Esterno scarno
Fontane di Piazza J.F.Kennedy, riflesso notturno
Un tempo fummo amici. Ma amici come piume attaccate ad un albatros, amici come binari di fornte al mare, percorsi dalla gioia dell'estate. Le sue giornate come flussi di programma, così ramificate, avevano con me quei punti di contatto che sono più dei baci e dell'amore: sorridevamo insieme, accolti, complici. Ma la mia vita è entrata adesso in una sua inquadratura da foto ricordo. Sono lì bellissima, ferma e perplessa, non volendo sentire il crescere di un rumore interiore di tristezza e di rabbia; sono lì, la tazzina di caffé a raffreddarmisi nell'incavo della mano, e lui che se n'è andato in un altro scompartimento del treno che ci portava insieme, una scusa qualsiasi e non c'è un più.

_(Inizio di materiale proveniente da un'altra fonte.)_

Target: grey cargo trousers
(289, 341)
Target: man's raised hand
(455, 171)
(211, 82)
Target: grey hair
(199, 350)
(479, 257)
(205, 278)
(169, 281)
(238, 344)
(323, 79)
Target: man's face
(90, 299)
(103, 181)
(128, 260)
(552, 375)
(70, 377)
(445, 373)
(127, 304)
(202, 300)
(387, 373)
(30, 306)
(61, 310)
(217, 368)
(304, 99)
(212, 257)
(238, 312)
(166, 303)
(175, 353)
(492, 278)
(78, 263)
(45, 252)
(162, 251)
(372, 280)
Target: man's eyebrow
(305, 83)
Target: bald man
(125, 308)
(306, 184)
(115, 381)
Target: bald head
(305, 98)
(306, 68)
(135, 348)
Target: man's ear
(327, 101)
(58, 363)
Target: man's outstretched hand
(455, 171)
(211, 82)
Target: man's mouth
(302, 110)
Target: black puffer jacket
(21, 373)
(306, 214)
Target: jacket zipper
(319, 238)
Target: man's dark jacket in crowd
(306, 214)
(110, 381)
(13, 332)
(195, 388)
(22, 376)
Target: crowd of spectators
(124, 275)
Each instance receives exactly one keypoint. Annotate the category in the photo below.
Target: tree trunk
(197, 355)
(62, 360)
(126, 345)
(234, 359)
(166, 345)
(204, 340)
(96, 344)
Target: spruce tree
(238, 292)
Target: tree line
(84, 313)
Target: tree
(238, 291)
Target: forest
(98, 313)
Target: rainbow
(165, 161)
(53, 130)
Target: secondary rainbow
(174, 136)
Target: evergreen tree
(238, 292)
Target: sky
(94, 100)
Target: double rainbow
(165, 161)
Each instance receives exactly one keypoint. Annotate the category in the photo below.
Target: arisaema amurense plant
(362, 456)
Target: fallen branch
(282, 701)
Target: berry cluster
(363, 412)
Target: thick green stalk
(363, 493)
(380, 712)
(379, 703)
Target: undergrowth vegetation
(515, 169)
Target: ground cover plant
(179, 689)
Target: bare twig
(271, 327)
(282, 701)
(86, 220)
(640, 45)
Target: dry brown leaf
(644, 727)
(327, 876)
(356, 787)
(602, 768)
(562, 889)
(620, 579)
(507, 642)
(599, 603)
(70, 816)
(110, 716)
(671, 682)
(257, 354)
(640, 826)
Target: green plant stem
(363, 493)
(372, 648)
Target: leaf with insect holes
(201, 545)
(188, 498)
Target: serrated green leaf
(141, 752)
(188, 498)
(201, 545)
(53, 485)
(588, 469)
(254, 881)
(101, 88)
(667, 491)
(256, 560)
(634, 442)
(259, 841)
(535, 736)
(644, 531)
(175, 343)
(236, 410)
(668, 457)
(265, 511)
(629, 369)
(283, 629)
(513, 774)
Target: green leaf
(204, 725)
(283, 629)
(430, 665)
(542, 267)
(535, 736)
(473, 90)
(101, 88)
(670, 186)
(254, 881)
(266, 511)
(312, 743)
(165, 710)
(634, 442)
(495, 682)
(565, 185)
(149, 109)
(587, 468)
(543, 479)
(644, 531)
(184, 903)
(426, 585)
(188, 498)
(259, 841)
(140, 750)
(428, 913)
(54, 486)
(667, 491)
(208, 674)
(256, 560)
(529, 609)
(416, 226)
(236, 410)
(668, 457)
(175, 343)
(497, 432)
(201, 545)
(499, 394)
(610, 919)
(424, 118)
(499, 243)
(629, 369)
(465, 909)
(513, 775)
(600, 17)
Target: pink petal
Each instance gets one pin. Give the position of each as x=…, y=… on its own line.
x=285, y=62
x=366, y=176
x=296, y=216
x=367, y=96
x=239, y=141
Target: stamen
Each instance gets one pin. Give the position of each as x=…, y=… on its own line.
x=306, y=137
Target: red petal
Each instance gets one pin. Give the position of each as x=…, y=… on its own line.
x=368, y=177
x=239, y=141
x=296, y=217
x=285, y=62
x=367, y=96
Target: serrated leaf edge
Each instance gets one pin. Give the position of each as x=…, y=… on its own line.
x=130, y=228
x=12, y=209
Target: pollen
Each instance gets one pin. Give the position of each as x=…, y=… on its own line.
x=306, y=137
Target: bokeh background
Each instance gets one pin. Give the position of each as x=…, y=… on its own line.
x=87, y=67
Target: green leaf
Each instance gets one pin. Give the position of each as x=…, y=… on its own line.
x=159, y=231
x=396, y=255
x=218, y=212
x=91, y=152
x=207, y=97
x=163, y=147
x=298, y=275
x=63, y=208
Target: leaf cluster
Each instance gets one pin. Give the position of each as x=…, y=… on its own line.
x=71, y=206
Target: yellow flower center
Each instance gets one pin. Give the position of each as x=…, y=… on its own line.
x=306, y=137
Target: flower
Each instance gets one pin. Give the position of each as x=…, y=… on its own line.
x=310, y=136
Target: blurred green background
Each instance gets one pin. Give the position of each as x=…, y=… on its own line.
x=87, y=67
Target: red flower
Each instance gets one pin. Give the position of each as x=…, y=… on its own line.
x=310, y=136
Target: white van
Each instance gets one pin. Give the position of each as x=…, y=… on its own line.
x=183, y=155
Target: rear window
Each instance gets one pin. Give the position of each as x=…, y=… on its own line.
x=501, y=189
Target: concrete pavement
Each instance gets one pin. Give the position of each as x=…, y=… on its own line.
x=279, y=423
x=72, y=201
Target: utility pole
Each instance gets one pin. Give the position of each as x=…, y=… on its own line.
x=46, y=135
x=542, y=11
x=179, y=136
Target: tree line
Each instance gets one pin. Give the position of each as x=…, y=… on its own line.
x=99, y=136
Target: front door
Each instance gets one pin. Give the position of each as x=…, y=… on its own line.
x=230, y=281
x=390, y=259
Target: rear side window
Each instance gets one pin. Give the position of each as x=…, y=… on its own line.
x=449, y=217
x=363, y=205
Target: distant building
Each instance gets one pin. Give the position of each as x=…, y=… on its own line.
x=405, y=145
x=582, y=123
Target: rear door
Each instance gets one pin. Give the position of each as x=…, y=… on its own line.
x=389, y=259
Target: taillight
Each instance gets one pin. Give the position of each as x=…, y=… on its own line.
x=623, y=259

Che sono poi gli amici, mi dico mentre un vento che voglio gelido entra dai finestrini della mia personale galassia. Non sono altro che un non sentire il freddo, sono quella vertigine che ti stacca dal vuoto, il libro dei libri dove penso e dunque esisto. Sono un pensiero che ti assale nella notte e produce un'emozione così forte che potresti chiamarla passione. Ma capita che il cielo decida di rovesciarsi, una tangente della vita ci allontani , e io rimango lì svuotata per un tempo più breve o più lungo, chiedendomi se ho sbagliato - e che cosa significa sbagliare - e utilizzando come scongiuri parole forti in tre lingue diverse finché mi stanco così tanto che posso riprendere a vivere.
E saranno altri amici. Quanto è grande la mia città interiore così tanti sono gli angoli da dove li vedrò apparire, ognuno con le sue estremità e quella luce bassa che mi confideranno. Ci penso mentre cammino di corsa, nella folla del centro, angolosa, stressata, consolandomi.